HURLEYVILLE – An important booklet documenting the history of one of the earliest migrations of African Americans into Sullivan County is available again thanks to Myron Gittell and his Load N Go Press.

Mr. Gittell has reprinted the 1998 booklet, “Seeking Our Fortune in the North” by Dr. Myra Young Armstead, with profits from the sale of the booklet going to the Sullivan County Historical Society and Museum in Hurleyville and the Sullivan County chapter of the Association for the Study of Afro-American Life and History.

“Seeking Our Fortune in the North” is an academic study highlighting the relationship between the evolution of the resort industry and the migration of African Americans from the American South into Sullivan County in the 1950s, and focuses on the town of Fallsburg, where Dr. Armstead grew up.

It is one of the few dedicated studies on the subject.

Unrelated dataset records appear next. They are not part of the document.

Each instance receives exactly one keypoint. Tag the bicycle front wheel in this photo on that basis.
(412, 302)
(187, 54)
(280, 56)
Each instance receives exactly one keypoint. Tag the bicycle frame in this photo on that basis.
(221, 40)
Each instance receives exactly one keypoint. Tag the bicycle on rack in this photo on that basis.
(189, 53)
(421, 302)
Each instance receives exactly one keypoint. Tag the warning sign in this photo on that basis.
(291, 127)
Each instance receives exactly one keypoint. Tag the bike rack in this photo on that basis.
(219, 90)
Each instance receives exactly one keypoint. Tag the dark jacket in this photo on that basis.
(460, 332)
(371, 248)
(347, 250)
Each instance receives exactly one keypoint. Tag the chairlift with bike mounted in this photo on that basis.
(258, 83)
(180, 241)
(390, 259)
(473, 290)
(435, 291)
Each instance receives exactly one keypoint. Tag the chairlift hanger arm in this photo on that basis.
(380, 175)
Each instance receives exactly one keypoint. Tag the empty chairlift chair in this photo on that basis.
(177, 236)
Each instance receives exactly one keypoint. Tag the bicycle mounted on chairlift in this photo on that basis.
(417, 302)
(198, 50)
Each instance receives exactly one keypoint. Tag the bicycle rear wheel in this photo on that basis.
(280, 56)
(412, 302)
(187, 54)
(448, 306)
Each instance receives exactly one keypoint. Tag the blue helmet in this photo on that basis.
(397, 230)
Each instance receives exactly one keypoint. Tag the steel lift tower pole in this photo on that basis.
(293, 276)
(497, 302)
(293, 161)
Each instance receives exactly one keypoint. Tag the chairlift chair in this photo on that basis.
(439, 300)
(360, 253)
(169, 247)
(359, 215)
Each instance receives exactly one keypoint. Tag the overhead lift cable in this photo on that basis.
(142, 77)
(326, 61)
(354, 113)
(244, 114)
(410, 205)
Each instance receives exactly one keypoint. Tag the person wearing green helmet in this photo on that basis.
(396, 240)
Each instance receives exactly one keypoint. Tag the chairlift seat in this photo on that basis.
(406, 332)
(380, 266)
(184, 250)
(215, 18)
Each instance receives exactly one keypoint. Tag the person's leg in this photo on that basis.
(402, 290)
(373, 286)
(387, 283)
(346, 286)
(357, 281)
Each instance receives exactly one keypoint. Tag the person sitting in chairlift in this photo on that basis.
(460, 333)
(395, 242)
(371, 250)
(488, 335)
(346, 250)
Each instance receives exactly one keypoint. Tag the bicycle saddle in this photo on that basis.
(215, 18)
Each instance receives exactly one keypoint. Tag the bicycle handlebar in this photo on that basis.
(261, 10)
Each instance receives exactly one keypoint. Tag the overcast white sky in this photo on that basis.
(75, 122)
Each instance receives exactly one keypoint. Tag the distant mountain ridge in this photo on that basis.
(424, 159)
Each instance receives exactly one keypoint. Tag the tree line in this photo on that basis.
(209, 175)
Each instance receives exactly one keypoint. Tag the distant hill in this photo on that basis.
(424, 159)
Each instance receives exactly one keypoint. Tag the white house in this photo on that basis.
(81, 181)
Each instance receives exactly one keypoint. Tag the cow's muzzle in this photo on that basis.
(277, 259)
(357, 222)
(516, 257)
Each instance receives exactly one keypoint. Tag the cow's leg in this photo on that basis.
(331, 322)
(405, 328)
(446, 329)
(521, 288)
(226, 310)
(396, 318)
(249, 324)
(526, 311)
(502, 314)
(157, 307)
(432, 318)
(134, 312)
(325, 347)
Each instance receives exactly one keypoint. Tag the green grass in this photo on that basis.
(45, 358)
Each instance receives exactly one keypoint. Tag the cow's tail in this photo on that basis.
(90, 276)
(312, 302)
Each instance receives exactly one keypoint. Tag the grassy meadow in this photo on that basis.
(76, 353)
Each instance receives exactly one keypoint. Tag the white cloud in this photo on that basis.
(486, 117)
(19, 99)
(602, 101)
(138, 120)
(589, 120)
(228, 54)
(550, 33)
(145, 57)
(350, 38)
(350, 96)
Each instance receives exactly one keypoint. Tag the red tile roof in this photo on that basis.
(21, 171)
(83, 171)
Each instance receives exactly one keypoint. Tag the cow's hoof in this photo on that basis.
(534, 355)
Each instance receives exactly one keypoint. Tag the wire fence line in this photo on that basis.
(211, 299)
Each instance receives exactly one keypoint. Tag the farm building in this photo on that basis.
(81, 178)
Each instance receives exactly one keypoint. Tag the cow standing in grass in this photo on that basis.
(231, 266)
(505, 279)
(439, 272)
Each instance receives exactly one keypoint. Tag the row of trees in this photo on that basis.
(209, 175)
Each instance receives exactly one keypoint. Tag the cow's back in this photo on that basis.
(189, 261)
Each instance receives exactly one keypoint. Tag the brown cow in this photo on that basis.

“The African Americans who came to populate Sullivan County between 1930 and 1980 were largely of southern origin,” Dr. Armstead concludes. “In the words of one, ‘We were seeking our fortune in the North.’ For the most part, they found what they wanted. Apparently mostly from economically depressed towns and rural areas devoted to agriculture, they were pleased to make new homes in the communities of the Borscht Belt. In their new setting, they enjoyed the familiarity of small town life, the beauty of the mountains, the plethora of jobs – albeit mainly unskilled – in a then healthy tourist economy, a degree of upward occupational mobility, relatively progressive racial attitudes, and the satisfaction of developing new and autonomous black institutions.”

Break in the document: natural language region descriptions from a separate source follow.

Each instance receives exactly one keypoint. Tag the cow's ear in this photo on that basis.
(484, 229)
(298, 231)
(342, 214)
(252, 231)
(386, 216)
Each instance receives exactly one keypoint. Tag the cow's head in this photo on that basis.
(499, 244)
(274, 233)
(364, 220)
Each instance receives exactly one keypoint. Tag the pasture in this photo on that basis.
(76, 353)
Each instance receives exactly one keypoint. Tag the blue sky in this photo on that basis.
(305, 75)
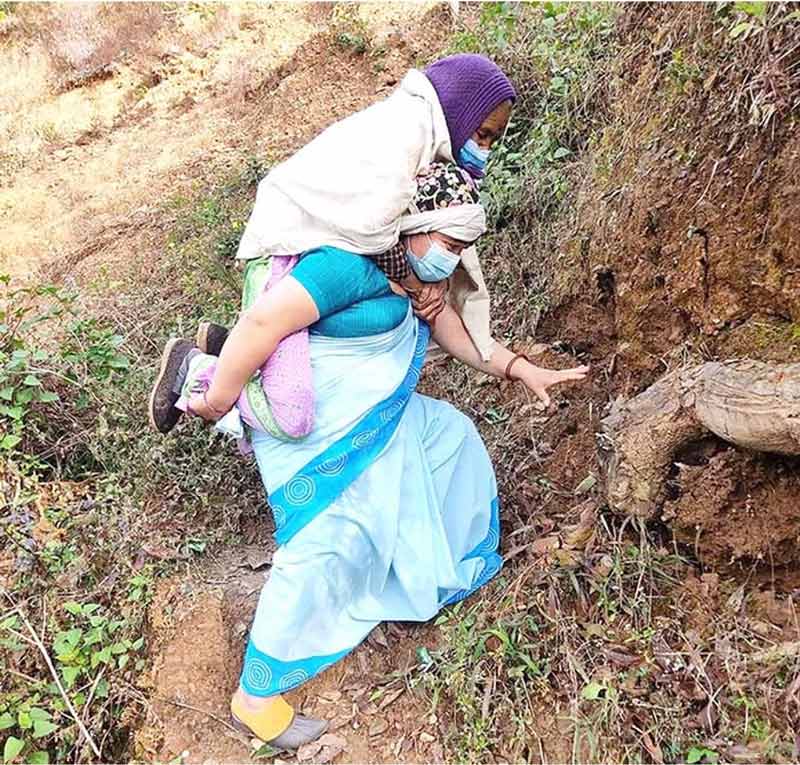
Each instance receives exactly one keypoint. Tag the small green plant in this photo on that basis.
(349, 29)
(750, 20)
(681, 74)
(43, 346)
(88, 647)
(701, 754)
(23, 367)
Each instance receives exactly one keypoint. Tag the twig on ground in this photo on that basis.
(199, 710)
(46, 656)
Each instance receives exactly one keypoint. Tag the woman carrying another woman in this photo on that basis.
(347, 189)
(388, 509)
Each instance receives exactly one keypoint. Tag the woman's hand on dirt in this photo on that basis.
(538, 379)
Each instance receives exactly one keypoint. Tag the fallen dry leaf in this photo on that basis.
(545, 544)
(390, 698)
(378, 726)
(377, 639)
(323, 750)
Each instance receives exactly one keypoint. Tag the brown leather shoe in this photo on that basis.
(162, 410)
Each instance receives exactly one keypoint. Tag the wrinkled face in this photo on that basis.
(419, 243)
(493, 126)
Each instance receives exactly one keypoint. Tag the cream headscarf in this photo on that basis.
(447, 201)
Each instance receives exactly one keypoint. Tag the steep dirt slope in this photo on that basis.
(687, 245)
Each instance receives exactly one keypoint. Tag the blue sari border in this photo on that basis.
(322, 480)
(263, 675)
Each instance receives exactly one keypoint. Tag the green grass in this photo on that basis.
(79, 523)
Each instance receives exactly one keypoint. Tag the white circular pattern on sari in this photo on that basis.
(257, 674)
(364, 439)
(279, 514)
(292, 679)
(491, 541)
(392, 411)
(333, 466)
(300, 490)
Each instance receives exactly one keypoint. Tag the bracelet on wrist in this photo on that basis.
(211, 406)
(511, 363)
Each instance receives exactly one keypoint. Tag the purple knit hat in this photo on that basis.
(470, 87)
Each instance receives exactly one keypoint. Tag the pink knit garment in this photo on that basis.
(286, 374)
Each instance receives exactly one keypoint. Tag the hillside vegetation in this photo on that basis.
(644, 213)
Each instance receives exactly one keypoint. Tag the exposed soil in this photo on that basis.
(200, 624)
(686, 245)
(734, 507)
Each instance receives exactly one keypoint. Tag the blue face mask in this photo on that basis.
(437, 263)
(473, 159)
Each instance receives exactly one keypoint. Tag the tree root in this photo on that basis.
(750, 404)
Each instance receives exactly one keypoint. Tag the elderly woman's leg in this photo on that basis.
(271, 719)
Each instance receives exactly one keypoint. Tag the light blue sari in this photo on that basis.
(387, 511)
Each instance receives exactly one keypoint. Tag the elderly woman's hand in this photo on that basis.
(538, 379)
(427, 298)
(199, 405)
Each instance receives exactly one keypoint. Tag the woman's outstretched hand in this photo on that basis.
(538, 379)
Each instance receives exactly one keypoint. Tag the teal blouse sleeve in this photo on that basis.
(351, 293)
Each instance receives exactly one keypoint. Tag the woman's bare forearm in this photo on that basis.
(285, 309)
(451, 335)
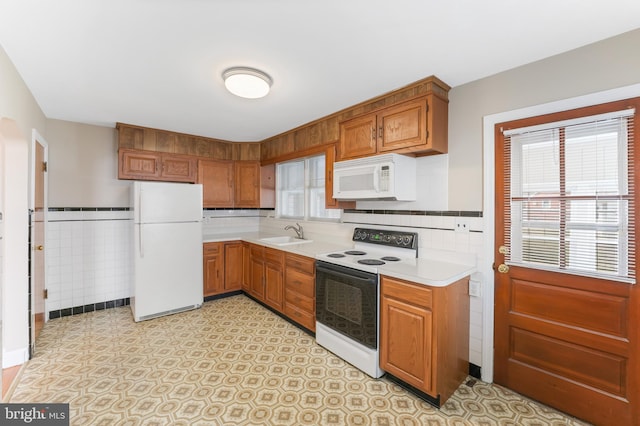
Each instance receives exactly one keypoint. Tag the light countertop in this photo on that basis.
(435, 273)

Dr. Armstead notes that Fallsburg hotels such as the Brickman and the Irvington were in the forefront of extending employment opportunities to African Americans, a notion borne out by the fact that the town of Fallsburg has traditionally been home to a larger number of African Americans than any other Sullivan County town.

“Brickman hotel chef Sam Marin– who worked in Florida during the winter – was largely responsible for that establishment’s use of southern black seasonal workers after 1951 or so,” she writes. “Marin informed the hotel owner, Ben Posner, of the availability of laborers from the western Georgia/eastern Alabama area and of their need for work. Posner then facilitated these workers’ arrival in the county by sending them transportation monies. Very quickly, what began as a trial engagement of a dozen or so of these migrants ballooned within a few years to the regular summer employment of over 90 individuals.”

Dr. Armstead estimates that beginning in 1950 through its close in the 1980s, the Brickman’s average summer staff of 300 was typically one-third African American. Most of these workers were employed in the kitchen or as maintenance workers, she writes.

Of course, not all African Americans worked in the hotels. Dr. Armstead notes that many of the women who first arrived here found work as domestics. Others took jobs in one of the several commercial laundries operating in the county in those days, and by the end of the time period covered in her study, she writes, blacks had gained access to virtually all avenues of employment.

Mr. Gittell says the book will be available at the Kristt Company in Monticello, Canal Towne Emporium in Wurtsboro, and at the Hurleyville General Store. Sale price is $10.